Ruling party changes name to “Saenuri”
By Chung Min-uck

The ruling Grand National Party announced its new name “Saenuri,” Thursday, intended to revamp its image ahead of the April general elections. “Saenuri” is Korean for “new world.”

The party’s official English name will be introduced later.

“The emergency committee resolved to change the party’s name to Saenuri,” said Rep. Hwang Yeong-chul, a party spokesman, following a committee meeting.

“It is a name that can represent the people’s wish. It includes the meaning of a new Korea, an advanced Korea and a new world in which the nation can get together as one.”
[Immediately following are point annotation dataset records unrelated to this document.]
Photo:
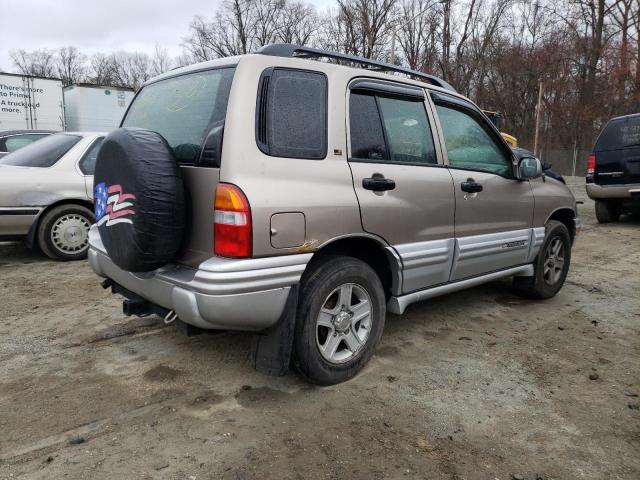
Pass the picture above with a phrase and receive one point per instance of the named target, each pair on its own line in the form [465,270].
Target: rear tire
[551,265]
[608,211]
[63,232]
[341,315]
Following the change the conservative party will drop the name Grand National Party adopted in 1997 after the merger of two parties.

The new name was chosen through public suggestions throughout the weekend.

The name will be put to a vote at a national committee meeting on Feb. 13 for final approval together with a new logo and color.

The move comes amid a fast-dwindling approval rating for the party. It has recently been hit by a series of corruption scandals, for a cyber attack on the National Election Commission during the Oct. 24 Seoul mayoral by-election, and vote-buying in its previous leadership contests.

Park Geun-hye, chairwoman of the interim emergency committee, last month proposed a name change to compromise with reformist members who have been calling for the disbanding and re-creation of the party ahead of the April 11 general election.

“Changing the name is important but how we conduct affairs after the change is more important,” said Park during a committee meeting, Thursday.

Meanwhile, the Saenuri Party and the minor Future Hope Alliance officially announced their merger. The alliance consisted of Park’s loyalists who spun off from the ruling party in 2008 claiming the party discriminated against them in selecting candidates for the general election that year.

“It is good to see the merger as it has been postponed due to various matters,” said Hwang Woo-yea, floor leader of Saenuri, in a joint press conference with leaders of the alliance. “We need to keep on expanding our boundaries based on the centrist conservative values that we uphold.”

Following the merger, the Saenuri Party’s parliamentary seats increased to 177 from 166 in the 299-seat unicameral National Assembly.

In the meantime, Jin Young-a, chief of the nationwide non-profit organization Patrolmom, resigned Wednesday as a member of the party’s candidate selection committee after admitting engaging in political activities in the past.

The party said it has no plan to choose an additional member replacing Jin.